As a manufacturer of lab workbenches for over 20 years, one of the most challenging decisions businesses face when creating a new lab is which worksurface top to use. It is also one of the most important decisions, because you want your investment to last as long as possible. And, let’s face it, the top takes most of the beating!
No longer the Labs of Yesterday
Gone are the days of labs that just use bunsen burners, simple centrifuges and hand-held calculators. Businesses today use a variety of new technology and automated instrumentation...desktop computers, liquid handling stations, and lasers to name a few. In addition, there has been a huge increase in the number of chemical compounds because of research and development.
So , how do you navigate all of these complexities to figure out which top you should use?
My recommendations are always based on my customer’s needs in the following areas:
- Chemical Resistance
- Abrasive Resistance
- Moisture Resistance
- Heat Resistance
Let’s take a look at how these issues will affect your decision on which material you should use for the top of your lab workbench.

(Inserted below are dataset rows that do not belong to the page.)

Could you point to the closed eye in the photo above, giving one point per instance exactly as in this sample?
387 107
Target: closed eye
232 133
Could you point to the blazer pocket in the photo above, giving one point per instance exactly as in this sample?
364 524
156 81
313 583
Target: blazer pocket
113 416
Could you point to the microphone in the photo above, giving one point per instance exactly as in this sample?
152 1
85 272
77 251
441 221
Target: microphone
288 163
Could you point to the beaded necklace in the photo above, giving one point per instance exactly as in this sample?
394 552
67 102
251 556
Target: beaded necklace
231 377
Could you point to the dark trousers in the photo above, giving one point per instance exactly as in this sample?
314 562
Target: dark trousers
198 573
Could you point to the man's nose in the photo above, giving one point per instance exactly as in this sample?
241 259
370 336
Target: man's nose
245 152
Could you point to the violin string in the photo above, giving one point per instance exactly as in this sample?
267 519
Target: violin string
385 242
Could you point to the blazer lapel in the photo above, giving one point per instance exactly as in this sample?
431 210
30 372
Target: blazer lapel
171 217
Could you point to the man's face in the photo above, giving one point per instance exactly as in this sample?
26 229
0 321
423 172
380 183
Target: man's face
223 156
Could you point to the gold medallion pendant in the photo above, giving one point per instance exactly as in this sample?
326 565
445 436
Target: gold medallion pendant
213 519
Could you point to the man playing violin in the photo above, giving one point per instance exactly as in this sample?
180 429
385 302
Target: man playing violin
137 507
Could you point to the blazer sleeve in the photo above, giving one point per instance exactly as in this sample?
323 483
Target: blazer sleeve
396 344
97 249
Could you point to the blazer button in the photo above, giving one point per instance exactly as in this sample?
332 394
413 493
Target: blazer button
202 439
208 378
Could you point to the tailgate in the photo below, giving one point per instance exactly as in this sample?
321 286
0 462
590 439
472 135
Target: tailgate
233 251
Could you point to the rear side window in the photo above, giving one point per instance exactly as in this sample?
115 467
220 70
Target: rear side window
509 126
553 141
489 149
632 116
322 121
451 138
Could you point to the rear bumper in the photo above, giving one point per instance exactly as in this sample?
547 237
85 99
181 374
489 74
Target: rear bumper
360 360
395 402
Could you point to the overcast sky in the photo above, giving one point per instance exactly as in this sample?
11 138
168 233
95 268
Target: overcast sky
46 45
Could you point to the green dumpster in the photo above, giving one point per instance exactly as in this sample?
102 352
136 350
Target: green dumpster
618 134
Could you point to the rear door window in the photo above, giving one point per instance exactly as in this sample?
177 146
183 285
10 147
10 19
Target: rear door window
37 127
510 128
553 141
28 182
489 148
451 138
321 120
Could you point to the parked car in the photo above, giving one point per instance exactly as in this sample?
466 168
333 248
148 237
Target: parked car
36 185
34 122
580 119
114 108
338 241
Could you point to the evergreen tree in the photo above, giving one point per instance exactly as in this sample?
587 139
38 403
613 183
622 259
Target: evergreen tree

According to David Giegel, director of High Throughput Screening Technology at Pfiizer’s Ann Arbor Laboratories, there has been a dramatic increase in the number of chemical compounds. “Whereas in the 1980’s we were talking about maybe tens of thousands of compounds in a library, now we're talking about millions." (Source: Science Magazine)
What does this mean for you?
If you use chemicals in your lab, your worksurface material has to be able to withstand not only the chemicals you are using now, but also ones you may be using in the future. Any time you are working with chemicals, if you don’t have a top that can resist your specific compounds, you will damage, crack, stain or affect the gloss on your top.
In heavy use applications, your top will get a lot of wear and tear. Abrasive resistance tests are used to determine hardness, brittleness, material failure and stress cracking. Depending on the type of work you will be doing in the lab, you generally want to get a top that has a moderate to high abrasive resistance.
For labs that use a lot of liquids, this is very important. If you use a top that is porous, chips or gets stress fractures, moisture can seep in and provide an environment for the growth of bacteria and fungus. In addition, moisture can slowly destroy the substructure of your top. Look for one that is moderate to high, depending on the level of moisture you are dealing with.
Continuous use of laboratory instruments and methods that create heat make it important to know the heat resistance of the top you use. Typically, the manufacturer will tell you the maximum temperature and the length of time you can expose the top to heat before you will see damage. It is important to find this out before you buy.
Many labs require continuous cleaning in order to ensure the results of their tests and prevent contamination. Tops need to be able to handle constant cleaning and the use of cleaning agents. Chemical resistance, abrasive resistance and moisture resistance can also impact this factor.
When you are building a lab, budget is always a factor. It is important not to get a material that doesn’t meet your needs in order to save money. In the long run, it will cost you more if you have to replace the top prematurely because it doesn’t hold up to your type of usage.
Do Your Homework
The bottom line is that it is crucial to do your homework before you buy, because purchasing the top for your lab workbench is an investment.
Almost all manufacturers provide technical data sheets that provide the above information. Be sure to ask for them, and don’t make the assumption that all products are the same.
And, remember that your best source of information is the manufacturer of the workbench itself. In most cases, they have used several of the products on the market and know which ones are best for you and your application.